Jamur Peronospora manshurica mampu bertahan sampai beberapa musim dalam bentuk oospora pada daun atau biji. Oospora dari Peronospora manshurica mampu bertahan selama 8 tahun di dalam tanah (Pathak et al., 1978). Peronospora manshurica juga dapat bertahan pada daun dan permukaan biji yang berada di dalam tanah, yang dapat meyebabkan sumber penyakit baru. Oospora dapat menginfeksi tanaman kedelai dalam kondisi dengan kelembapan 80 % dengan gejala klorotik pada daun. Sporangium akan terbentuk ketika ada embun dan selanjutnya tersebar pada daun baru dengan perantara udara. Perkembangan penyakit didukung oleh kelembaban yang tinggi (chand and Kumar, 2016) dan suhu 20 -22 0 C. Sporolasi terjadi pada suhu 10 -25 0 C (Duvnjak et al., 2005). pada suhu diatas 30 0 C dan dibawah 10 0 C sporolasi tidak akan terjadi.
Kumpulan oospora (a) Peronospora manshurica (20 x), (b)oospora tunggal (40x)
Kerak yang menempel pada permukaan biji kedelai merupakan kumpulan miselium dan oospora Peronospora manshurica. Oospora Peronospora manshurica yang ditetesi dengan aquades beberapa saat akan mengelembung terlihat seperti bola-bola kecil berwarna putih kekuningan. Lapisan dinding paling dalam oospora halus dan membentuk bola dengan permukaan oospora tidak teratur (Gambar 2). Bila dilihat dibawah mikroskop stereo Oospora berwarna hialin sampai coklat muda, tebal, berdinding halus dan mempunyai diameter 24 – 38 µm.
Oospora yang menempel pada biji kedelai ini dapat diketahui apakah masih hidup atau tidak. Artinya kalau oospora ini masih hidup dapat menimbulkan penyakit pada tanaman kedelai. Untuk mengetahui apakah oospora ini masih hidup maka dapat diuji dengan menggunakan metode Triphenyltetrazolium klorida (TTC). Sebanyak 500 spora disuspensi dalam 1 ml aquades steril kemudian di inkubasi selama 48 jam pada suhu 30 0 C. Setelah diinkubasi kemudian ditambah dengan larutan 2, 3, 5-Triphenyltetrazolium klorida 1 % sebanyak 1 ml dan diinkubasi kembali selama 48 jam pada suhu 30 0 C. Pengamatan dilakukan dengan cara meneteskan suspensi diatas gelas objek kemudian ditutup dan dilakukan pengamatan di bawah mikroskop.
Oospora yang masih hidup ditandai dengan dinding spora yang rata, berwarna merah dan sitoplasma yang teratur. Pada oospora yang tidak hidup ditandai dengan dinding spora yang tidak rata dan sitoplasma yang tidak teratur sehingga tidak mampu meyerap warna sehingga akan terlihat tidak berwarna merah.
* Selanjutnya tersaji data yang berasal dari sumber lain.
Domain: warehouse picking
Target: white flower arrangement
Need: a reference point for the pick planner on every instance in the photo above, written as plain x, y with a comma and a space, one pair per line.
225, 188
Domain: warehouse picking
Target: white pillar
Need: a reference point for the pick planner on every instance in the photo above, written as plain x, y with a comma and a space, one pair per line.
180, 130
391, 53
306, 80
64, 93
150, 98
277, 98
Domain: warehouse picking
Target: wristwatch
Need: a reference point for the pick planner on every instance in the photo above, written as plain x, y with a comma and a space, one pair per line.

Oospora yang rusak ditandai dengan ruang kosong dan tidak terdapat sitoplasma dalam oospora (gambar 3). Oospora yang mati tidak mengalami plasmolisis karena oospora telah kehilangan permiabilitas differensial dari membran plasmanya dan sruktur seperti bola tidak terdeteksi.
Oospora yang masih hidup (kiri) dan oospora yang abnormal (tengah) dan mati (kanan)
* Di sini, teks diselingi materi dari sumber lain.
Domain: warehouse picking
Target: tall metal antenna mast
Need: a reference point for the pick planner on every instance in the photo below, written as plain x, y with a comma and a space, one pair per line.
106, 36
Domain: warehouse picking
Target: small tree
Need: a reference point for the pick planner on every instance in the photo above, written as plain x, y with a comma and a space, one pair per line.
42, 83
Nah, karena jamur ini masih terbatas di Indonesia, Yuk kita jaga agar jamur ini tidak meyebar di wilayah Indonesia. Caranya laporkan setiap tanaman maupun hasil tanaman yang kalian bawa baik dari luar negeri maupun dari dalam negeri dari satu daerah kedaerah lain dengan melaporkan ke Balai Karantina Hewan Ikan dan Tumbuhan Jambi yang berada disetiap pintu-pintu pengeluaran dan pemasukan seperti Bandara dan Pelabuhan. Dengan demikian kita membantu mencegah peyebaran penyakit pada tumbuhan dan menjaga kelestarian sumber daya alam dan genetik yang kita miliki.